16. Fleetwood Mac – Hold Me
Fleetwood Mac also visited this year (a couple of times), and without Lindsey in the mix there was room for Stevie and Christine to open up some of the songs that don’t get played EVERY SINGLE TIME. This was one of those, and I was so happy to hear it. I got a wonderful remaster of the Mirage album for my birthday, with lots of fun extra tracks (that will likely show up in a future mix), but for now it’s just a sonically great way to revisit this Christine song, to which I’ve always been partial.

17. Crowded House – Don’t Dream It’s Over
Also in those Fleetwood Mac concerts, Lindsey’s parts were played by Mike Campbell of the Heartbreakers (mostly the guitar) and Neil Finn (mostly the vocals). That meant we got to hear tunes from their careers as well — “Free Fallin'” (sung by Stevie) for Campbell, and “Don’t Dream It’s Over” from Finn. I’ve always enjoyed this song, but I found a new appreciation for it in those performances. It also feels pretty appropriate to the current moment, the hopeful flip side of “(What’s So Funny ‘Bout) Peace, Love, and Understanding?”

18. Janelle Monáe – I Like That
Dante belongs to a school club called SAGA — Sexuality And Gender Alliance — and at the beginning of this school year he created some lists of books and games that are inclusive of LGBTQ+ identities. Because his taste in music tends to focus on classical tunes and instrumental game soundtracks, I offered to make him a playlist of music that fit this theme. I made it, and had a wonderful time doing so. Having recently delved into Monáe’s album Dirty Computer, I knew this song had to be on that mix. “I’m always left of center / And that’s right where I belong / I’m the random minor note you hear in major songs / And I like that / I don’t really give a fuck if I’m the only one who likes that” is a brilliant way to evoke her theme, and the rap at the end is so affirming, in a way that feels like it perfectly fits that group.

19. Emily Saliers – Long Haul
Emily came out with a good solo album in 2017, and my listening queue being what it is, I listened to it this year. She took a lot of musical risks on that album, with many songs emerging much more beat-driven and electronic than most Indigo Girls stuff. But it was this song that captivated me the most, and it’s the most Indigo-esque tune on the whole record, albeit with Jennifer Nettles of Sugarland singing the Amy parts. Guess I know what I like. It’s also a great theme for anybody in a long-term committed relationship. That’s also relevant to my interests.
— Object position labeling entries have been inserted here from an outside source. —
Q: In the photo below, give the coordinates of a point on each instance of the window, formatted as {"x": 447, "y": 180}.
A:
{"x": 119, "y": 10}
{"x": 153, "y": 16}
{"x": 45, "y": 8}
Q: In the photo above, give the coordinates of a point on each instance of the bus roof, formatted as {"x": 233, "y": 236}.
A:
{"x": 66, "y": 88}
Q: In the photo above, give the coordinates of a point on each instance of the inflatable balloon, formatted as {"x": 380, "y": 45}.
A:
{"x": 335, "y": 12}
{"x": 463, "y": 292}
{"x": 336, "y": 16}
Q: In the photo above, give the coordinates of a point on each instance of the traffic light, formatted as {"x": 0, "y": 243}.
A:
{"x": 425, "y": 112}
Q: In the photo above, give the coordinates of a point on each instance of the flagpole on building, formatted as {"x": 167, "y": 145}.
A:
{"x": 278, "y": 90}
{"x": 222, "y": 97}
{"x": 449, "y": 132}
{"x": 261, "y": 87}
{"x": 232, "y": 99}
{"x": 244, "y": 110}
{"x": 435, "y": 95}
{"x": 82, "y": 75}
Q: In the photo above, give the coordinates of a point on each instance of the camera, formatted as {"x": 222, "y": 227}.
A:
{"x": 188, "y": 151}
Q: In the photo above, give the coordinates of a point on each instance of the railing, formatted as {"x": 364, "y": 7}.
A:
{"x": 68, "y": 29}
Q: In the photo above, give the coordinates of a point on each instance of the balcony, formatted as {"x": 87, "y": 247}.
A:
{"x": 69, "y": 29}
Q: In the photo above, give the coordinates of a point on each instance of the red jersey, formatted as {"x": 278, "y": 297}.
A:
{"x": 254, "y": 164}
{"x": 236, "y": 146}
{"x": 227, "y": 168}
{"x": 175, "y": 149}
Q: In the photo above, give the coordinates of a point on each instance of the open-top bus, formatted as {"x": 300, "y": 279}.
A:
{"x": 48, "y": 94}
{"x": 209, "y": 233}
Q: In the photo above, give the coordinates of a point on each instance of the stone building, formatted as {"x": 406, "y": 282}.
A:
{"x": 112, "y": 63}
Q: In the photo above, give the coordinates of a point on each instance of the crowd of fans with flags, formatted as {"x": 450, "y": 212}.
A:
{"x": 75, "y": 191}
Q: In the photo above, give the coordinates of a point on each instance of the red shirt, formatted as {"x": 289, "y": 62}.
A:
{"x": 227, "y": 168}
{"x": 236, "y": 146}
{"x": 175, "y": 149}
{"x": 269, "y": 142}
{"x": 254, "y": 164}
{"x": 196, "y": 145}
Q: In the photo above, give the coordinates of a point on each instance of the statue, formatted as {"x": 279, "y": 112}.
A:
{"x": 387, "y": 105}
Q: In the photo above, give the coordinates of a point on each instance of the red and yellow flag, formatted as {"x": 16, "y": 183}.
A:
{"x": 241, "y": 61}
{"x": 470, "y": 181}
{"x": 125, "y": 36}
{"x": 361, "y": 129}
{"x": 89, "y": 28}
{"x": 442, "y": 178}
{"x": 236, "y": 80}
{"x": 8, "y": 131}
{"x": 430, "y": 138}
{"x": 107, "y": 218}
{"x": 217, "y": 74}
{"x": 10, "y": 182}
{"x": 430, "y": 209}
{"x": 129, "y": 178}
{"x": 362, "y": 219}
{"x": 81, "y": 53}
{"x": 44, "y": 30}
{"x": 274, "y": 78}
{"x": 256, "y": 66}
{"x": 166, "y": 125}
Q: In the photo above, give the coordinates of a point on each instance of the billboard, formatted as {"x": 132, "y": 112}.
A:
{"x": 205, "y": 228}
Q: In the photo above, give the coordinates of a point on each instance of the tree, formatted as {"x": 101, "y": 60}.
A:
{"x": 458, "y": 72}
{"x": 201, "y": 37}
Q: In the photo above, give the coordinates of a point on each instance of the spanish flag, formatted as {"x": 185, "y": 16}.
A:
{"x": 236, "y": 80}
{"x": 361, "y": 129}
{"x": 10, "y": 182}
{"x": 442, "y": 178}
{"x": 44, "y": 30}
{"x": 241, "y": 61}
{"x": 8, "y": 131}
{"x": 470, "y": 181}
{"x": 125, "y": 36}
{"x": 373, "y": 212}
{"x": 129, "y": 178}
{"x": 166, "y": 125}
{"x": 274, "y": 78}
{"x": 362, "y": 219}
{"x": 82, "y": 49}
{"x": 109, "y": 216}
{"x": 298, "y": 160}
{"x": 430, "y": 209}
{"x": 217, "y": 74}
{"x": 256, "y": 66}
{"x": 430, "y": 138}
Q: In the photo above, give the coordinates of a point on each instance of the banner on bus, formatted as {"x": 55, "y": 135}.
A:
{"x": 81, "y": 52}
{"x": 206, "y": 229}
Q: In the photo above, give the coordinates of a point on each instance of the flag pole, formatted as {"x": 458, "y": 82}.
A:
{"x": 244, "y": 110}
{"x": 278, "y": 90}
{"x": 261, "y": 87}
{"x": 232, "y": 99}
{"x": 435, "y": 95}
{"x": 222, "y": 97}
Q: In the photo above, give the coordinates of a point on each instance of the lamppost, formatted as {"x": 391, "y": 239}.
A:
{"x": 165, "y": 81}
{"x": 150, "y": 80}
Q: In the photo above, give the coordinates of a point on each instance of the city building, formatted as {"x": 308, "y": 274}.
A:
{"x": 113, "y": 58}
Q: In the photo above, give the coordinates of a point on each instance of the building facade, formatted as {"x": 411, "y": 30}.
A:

20. Dan Wilson – Love Without Fear
This song felt like it paired well with “Long Haul”, making love the central goal of life. Wilson is one of those artists who just speaks to me, even though he’s much better known as a songwriter than as a performer. This song is the title track of an album I listened to this year, and of all the good songs on that album, this is the one that belongs at this point in the mix.

21. Cameron McGill and What Army – My Demons Are Organized
You can probably tell from reading these notes that I put a lot of thought into what goes with what on these mixes, grouping songs and artists together so that they feel like they flow smoothly into each other and carve out a journey. So this felt like the right way to close the set, ackowledging that while these mixes are meant as gifts, and try to bring together something of what I listened to and loved each year, they are also a bit of an exercise in organizing personal demons (and angels.) This song came to me in an odd, roundabout way. I watched a documentary called Old Man, because its subject was Andy Schneidkraut, a friend from the trivia world and the owner of a record store in Boulder called Albums On The Hill. His son is a filmmaker, and made that documentary. I found it a moving experience, and this was the song that played over the credits. I sought it out, and I’m glad I did — it’s a good way to close the door on 2019. I’ll be over here again next year, organizing my demons.